Tiber Reservoir — Fishing remains slow with vertical jigging still the most effective way to catch fish. — Scheels, Great Falls.
Yellowstone River, Columbus — It remains blown out, but flows have dropped to near normal levels. The river is unfishable. It is flowing at a level that is hazardous. Use caution if near the banks. — Stillwater Anglers, Columbus.
Yellowstone River, Huntley — The river is still blown out. For catfish, try backed-up feeder creeks using cut bait. — TeamMinnowBucket.com.
Yellowstone River, Livingston — The river is absolutely cranking. — Montana Troutfitters, Bozeman.
Bighorn Lake, Horseshoe Bend — It is now open to launching boats.The lake has a lot of debris, logs and driftwood so boaters need to be really careful. The smallmouth bass fishing is good north of Barry’s Landing. The north end of the lake is clear, but driftwood will be floating down soon. The Black Canyon docks are not in yet, but should be sometime in the next few weeks. — Bighorn Canyon Visitor Center, Lovell, Wyo.
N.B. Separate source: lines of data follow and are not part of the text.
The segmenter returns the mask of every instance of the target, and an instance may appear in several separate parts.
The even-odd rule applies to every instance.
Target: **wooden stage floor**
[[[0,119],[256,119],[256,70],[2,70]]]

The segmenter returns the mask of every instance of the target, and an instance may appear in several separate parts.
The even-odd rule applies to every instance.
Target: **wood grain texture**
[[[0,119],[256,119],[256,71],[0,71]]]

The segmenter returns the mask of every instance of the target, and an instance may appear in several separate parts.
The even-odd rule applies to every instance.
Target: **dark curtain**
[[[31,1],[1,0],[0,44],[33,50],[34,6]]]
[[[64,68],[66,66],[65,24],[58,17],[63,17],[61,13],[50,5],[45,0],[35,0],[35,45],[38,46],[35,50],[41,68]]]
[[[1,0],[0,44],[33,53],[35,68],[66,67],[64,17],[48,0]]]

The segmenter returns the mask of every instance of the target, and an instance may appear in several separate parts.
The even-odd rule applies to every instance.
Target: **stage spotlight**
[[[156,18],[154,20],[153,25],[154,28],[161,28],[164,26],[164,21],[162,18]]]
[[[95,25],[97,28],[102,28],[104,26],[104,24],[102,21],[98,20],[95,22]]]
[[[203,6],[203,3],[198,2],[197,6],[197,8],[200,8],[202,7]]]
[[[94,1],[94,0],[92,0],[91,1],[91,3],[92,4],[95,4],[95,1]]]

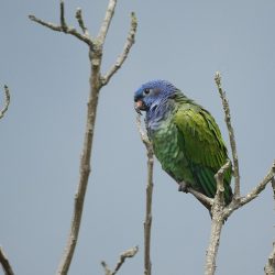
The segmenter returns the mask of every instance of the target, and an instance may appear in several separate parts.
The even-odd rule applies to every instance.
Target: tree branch
[[[221,75],[219,72],[216,73],[215,81],[218,87],[218,91],[220,94],[221,100],[222,100],[222,107],[223,107],[223,111],[226,114],[224,120],[228,127],[229,140],[230,140],[230,145],[231,145],[231,151],[232,151],[233,175],[235,179],[234,199],[239,199],[240,198],[240,172],[239,172],[239,160],[238,160],[238,153],[237,153],[237,143],[235,143],[234,130],[231,124],[229,102],[226,97],[226,92],[223,91],[222,86],[221,86]]]
[[[77,11],[77,12],[79,13],[79,11]],[[79,16],[79,14],[78,14],[78,16]],[[81,16],[81,12],[80,12],[80,16]],[[73,36],[77,37],[78,40],[85,42],[90,47],[94,47],[94,41],[89,37],[87,31],[86,31],[86,33],[81,34],[76,29],[67,26],[66,21],[65,21],[65,7],[64,7],[63,0],[61,0],[61,25],[56,25],[56,24],[51,23],[51,22],[45,22],[45,21],[43,21],[43,20],[36,18],[35,15],[32,15],[32,14],[29,15],[29,19],[32,20],[33,22],[36,22],[36,23],[38,23],[43,26],[46,26],[53,31],[72,34]],[[78,18],[77,18],[77,20],[78,20]],[[79,23],[79,20],[78,20],[78,23]],[[84,22],[82,22],[82,24],[84,24]]]
[[[124,264],[125,260],[127,260],[128,257],[133,257],[133,256],[138,253],[138,251],[139,251],[139,246],[134,246],[134,248],[132,248],[132,249],[130,249],[130,250],[124,251],[124,252],[120,255],[120,258],[119,258],[119,261],[118,261],[118,263],[117,263],[117,265],[116,265],[116,267],[114,267],[113,271],[111,271],[111,270],[109,268],[109,266],[107,265],[107,263],[106,263],[105,261],[102,261],[102,262],[101,262],[101,265],[102,265],[103,268],[105,268],[105,274],[106,274],[106,275],[116,275],[117,272],[120,270],[120,267]]]
[[[185,190],[184,190],[185,191]],[[186,193],[190,193],[195,198],[197,198],[199,201],[204,202],[205,205],[209,206],[209,208],[211,208],[211,206],[213,205],[213,199],[207,197],[206,195],[204,195],[202,193],[196,191],[195,189],[193,189],[191,187],[187,187],[186,188]]]
[[[7,85],[3,86],[3,90],[4,90],[4,106],[2,110],[0,110],[0,119],[2,119],[4,113],[8,111],[11,101],[10,90]]]
[[[12,271],[11,264],[9,262],[9,258],[3,252],[3,249],[0,246],[0,263],[3,267],[6,275],[14,275],[14,272]]]
[[[274,275],[275,274],[275,243],[273,243],[273,250],[271,255],[267,258],[267,263],[264,267],[265,275]]]
[[[78,8],[78,9],[76,10],[76,19],[77,19],[77,21],[78,21],[78,24],[79,24],[80,29],[82,30],[84,35],[85,35],[86,37],[89,37],[90,34],[89,34],[89,31],[88,31],[87,26],[86,26],[85,23],[84,23],[82,11],[81,11],[80,8]]]
[[[146,184],[146,213],[144,226],[144,275],[151,275],[151,226],[152,226],[152,197],[153,197],[153,168],[154,168],[154,151],[148,136],[141,125],[141,114],[136,117],[136,125],[141,135],[141,140],[147,151],[147,184]]]
[[[220,235],[222,226],[224,223],[224,185],[223,177],[226,172],[231,168],[230,160],[217,172],[215,175],[217,183],[217,193],[213,199],[213,206],[211,208],[212,221],[211,221],[211,233],[210,241],[207,249],[206,255],[206,275],[213,275],[216,271],[216,258],[218,255],[219,244],[220,244]]]
[[[102,85],[107,85],[112,77],[112,75],[122,66],[124,61],[128,57],[128,54],[134,44],[135,33],[136,33],[138,21],[134,12],[131,13],[131,28],[127,37],[127,42],[124,44],[123,51],[121,55],[119,55],[116,64],[110,68],[110,70],[103,76]]]
[[[89,36],[89,32],[84,23],[80,9],[77,9],[76,11],[76,19],[84,34],[79,33],[74,28],[67,26],[66,20],[65,20],[65,7],[64,7],[63,0],[61,0],[61,7],[59,7],[61,25],[47,23],[41,19],[37,19],[34,15],[29,15],[29,18],[32,21],[43,26],[46,26],[53,31],[72,34],[78,40],[85,42],[89,46],[90,91],[89,91],[89,98],[88,98],[88,103],[87,103],[88,108],[87,108],[87,118],[86,118],[86,129],[85,129],[84,145],[82,145],[82,152],[81,152],[81,158],[80,158],[80,173],[79,173],[80,175],[79,175],[77,191],[75,195],[75,204],[74,204],[74,212],[73,212],[73,219],[72,219],[72,224],[70,224],[70,232],[69,232],[67,244],[64,251],[64,255],[57,268],[57,274],[59,275],[66,275],[68,273],[70,262],[74,256],[76,243],[78,240],[85,195],[86,195],[88,179],[89,179],[89,175],[91,170],[90,158],[91,158],[94,133],[95,133],[98,98],[99,98],[100,89],[102,88],[101,73],[100,73],[100,67],[101,67],[101,62],[102,62],[102,48],[103,48],[107,32],[108,32],[108,29],[109,29],[109,25],[110,25],[110,22],[114,12],[116,3],[117,3],[117,0],[109,1],[109,6],[106,12],[106,18],[100,28],[99,36],[96,40],[92,40]]]
[[[117,6],[117,0],[109,0],[108,7],[106,10],[106,14],[105,14],[105,19],[103,19],[103,22],[102,22],[101,28],[99,30],[99,33],[98,33],[98,40],[101,43],[103,43],[106,40],[106,35],[108,33],[110,23],[112,21],[116,6]]]

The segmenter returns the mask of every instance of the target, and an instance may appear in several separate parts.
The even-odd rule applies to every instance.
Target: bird
[[[134,109],[145,111],[145,128],[162,168],[184,190],[213,198],[216,173],[229,160],[226,143],[213,117],[167,80],[156,79],[134,92]],[[232,170],[224,174],[224,202],[232,200]],[[179,188],[179,189],[180,189]],[[183,189],[182,189],[183,190]],[[200,200],[210,211],[211,207]]]

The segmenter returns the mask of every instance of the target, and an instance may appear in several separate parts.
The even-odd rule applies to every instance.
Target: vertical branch
[[[139,246],[134,246],[134,248],[121,253],[120,258],[119,258],[116,267],[113,268],[113,271],[111,271],[110,267],[108,266],[108,264],[105,261],[102,261],[101,265],[105,268],[105,274],[106,275],[116,275],[119,272],[119,270],[121,268],[121,266],[124,264],[125,260],[128,257],[133,257],[138,253],[138,251],[139,251]]]
[[[273,243],[273,250],[267,258],[267,263],[264,267],[265,275],[275,275],[275,242]]]
[[[12,271],[11,264],[9,262],[9,258],[3,252],[3,249],[0,246],[0,263],[3,267],[6,275],[14,275],[14,272]]]
[[[30,20],[43,26],[46,26],[53,31],[64,32],[66,34],[74,35],[75,37],[85,42],[89,46],[90,90],[89,90],[89,98],[88,98],[88,103],[87,103],[86,129],[85,129],[84,145],[82,145],[81,158],[80,158],[80,168],[79,168],[80,175],[79,175],[77,191],[75,195],[74,212],[73,212],[73,219],[70,223],[69,237],[68,237],[67,244],[64,251],[64,255],[57,268],[57,274],[59,275],[66,275],[68,273],[72,258],[74,256],[75,248],[77,244],[77,240],[78,240],[78,233],[79,233],[81,217],[82,217],[85,195],[86,195],[88,179],[89,179],[89,175],[91,170],[90,158],[91,158],[92,141],[94,141],[95,124],[96,124],[96,117],[97,117],[98,99],[99,99],[100,89],[103,86],[102,77],[100,73],[100,67],[101,67],[101,62],[102,62],[102,48],[103,48],[107,32],[109,30],[109,25],[113,16],[116,4],[117,4],[117,0],[109,0],[106,16],[101,24],[99,35],[97,38],[90,37],[88,29],[86,28],[85,22],[82,20],[82,13],[80,9],[77,9],[76,11],[76,19],[82,31],[82,34],[79,33],[75,28],[70,28],[66,24],[65,6],[64,6],[63,0],[61,0],[61,4],[59,4],[59,10],[61,10],[59,11],[59,14],[61,14],[59,25],[45,22],[41,19],[37,19],[34,15],[29,15]],[[135,31],[136,31],[136,21],[135,21],[134,31],[132,33],[133,41],[135,36]],[[127,59],[132,45],[133,43],[130,44],[128,52],[124,54],[123,61],[121,61],[120,63],[120,66],[122,66],[123,62]]]
[[[223,176],[224,173],[231,167],[230,160],[218,170],[215,178],[217,182],[217,193],[213,199],[213,206],[211,208],[212,221],[211,221],[211,233],[210,241],[207,249],[206,255],[206,270],[205,275],[213,275],[216,271],[216,258],[220,245],[220,237],[222,226],[224,223],[224,186]]]
[[[232,150],[233,174],[234,174],[234,179],[235,179],[234,198],[240,199],[240,172],[239,172],[239,158],[238,158],[238,153],[237,153],[234,129],[231,124],[231,114],[230,114],[230,109],[229,109],[229,102],[228,102],[228,99],[226,97],[226,92],[223,91],[222,86],[221,86],[221,75],[219,72],[216,73],[215,81],[216,81],[217,88],[218,88],[220,97],[221,97],[222,107],[223,107],[223,111],[226,114],[224,120],[226,120],[226,123],[228,127],[229,140],[230,140],[231,150]]]
[[[136,125],[147,151],[147,184],[146,184],[146,213],[144,221],[144,275],[151,275],[151,226],[152,226],[152,196],[153,196],[153,167],[154,152],[152,143],[141,127],[141,116],[136,117]]]
[[[4,106],[0,110],[0,119],[2,119],[4,113],[8,111],[9,105],[11,101],[10,90],[9,90],[9,87],[7,85],[3,86],[3,90],[4,90]]]

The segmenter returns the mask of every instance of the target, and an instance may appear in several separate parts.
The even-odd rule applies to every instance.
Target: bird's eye
[[[146,88],[146,89],[144,89],[144,95],[148,95],[150,94],[150,91],[151,91],[151,89],[148,89],[148,88]]]

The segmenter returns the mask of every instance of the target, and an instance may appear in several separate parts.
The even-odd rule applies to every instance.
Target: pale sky
[[[75,37],[31,22],[58,22],[54,0],[2,1],[0,85],[11,106],[0,121],[0,244],[20,275],[54,274],[67,241],[88,97],[87,47]],[[107,0],[67,0],[66,18],[81,7],[91,34]],[[220,70],[230,101],[242,194],[275,158],[275,2],[119,0],[105,53],[106,72],[139,20],[136,43],[123,67],[101,90],[79,242],[69,274],[103,274],[134,245],[139,254],[120,275],[143,273],[146,156],[135,127],[133,92],[163,78],[208,109],[228,142],[213,76]],[[2,102],[2,98],[0,99]],[[274,241],[271,187],[233,213],[222,232],[217,275],[263,274]],[[210,232],[208,211],[157,161],[154,170],[152,272],[202,274]]]

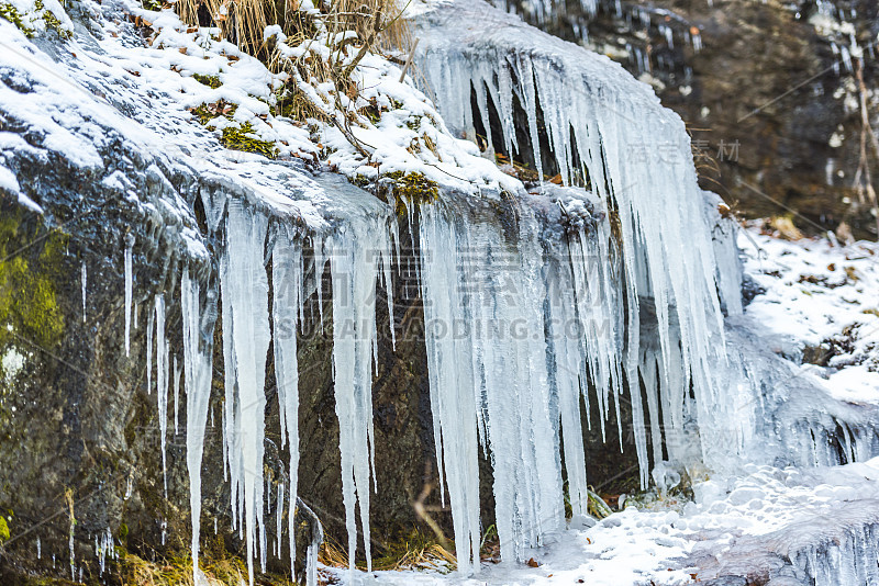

Bighorn River, Thermopolis — It is high and dirty. — North Fork Anglers, Cody.
Boysen Reservoir — Fishing is picking up. People are mainly jigging for walleye and trout. Bright colors are best for both. The lake is filling up and 5 feet from full. The water is dirty. All ramps are good to go. — Boysen Lake Marina.
Buffalo Bill Reservoir — It is dirty and low and fishing is poor. Anglers are fishing at Upper and Lower Sunshine reservoirs using money clip lures for trout from shore. At Beck Lake, try jig heads with tails for crappie. — Rocky Mountain Discount Sports, Cody.
Clarks Fork — It is rolling. Black or gold stoneflies, Bitch Creeks, halfbacks or streamers will work. — North Fork Anglers, Cody.
Cody-area lakes — East and West Newton lakes and Luce and Hogan reservoirs are fishing well. Beck Lake is fishing great. Damsel Nymphs, leeches, buggers, Slump Busters and midges will all do the trick. — North Fork Anglers, Cody.
Lower Shoshone — Flows are high. Anglers can fish the edges down deep with North Fork Specials in black or tan or Bloody Mary. Princes will also work. — North Fork Anglers, Cody.
North Fork of the Shoshone — It is dirty, but try fishing the edges with North Fork Specials, dark streamers, stonefly nymphs and Copper John. — North Fork Anglers, Cody.
Yellowstone National Park — The Firehole is still high, but its flows are dropping, and it should soon be in fine shape. With a good number of PMDs emerging, fish aren’t likely to care about high water. On sunny days, the best dry-fly fishing is likely to be in the evening when White Millers are buzzing about, as well as emerging. One may find a trout sipping PMDs. The Gibbon is still high and a bit off-color. It’s primarily a streamer fishery right now, though, PMDs do hatch here. As the water drops, keep an eye out for a few risers in the softer water. — Blue Ribbon Flies, West Yellowstone.
Henry’s Fork of the Snake River (Idaho) — PMD and caddis are beginning to hatch in Ashton as well as in Last Chance. We anxiously await the opening of the Railroad Ranch section on Thursday. — Blue Ribbon Flies, West Yellowstone.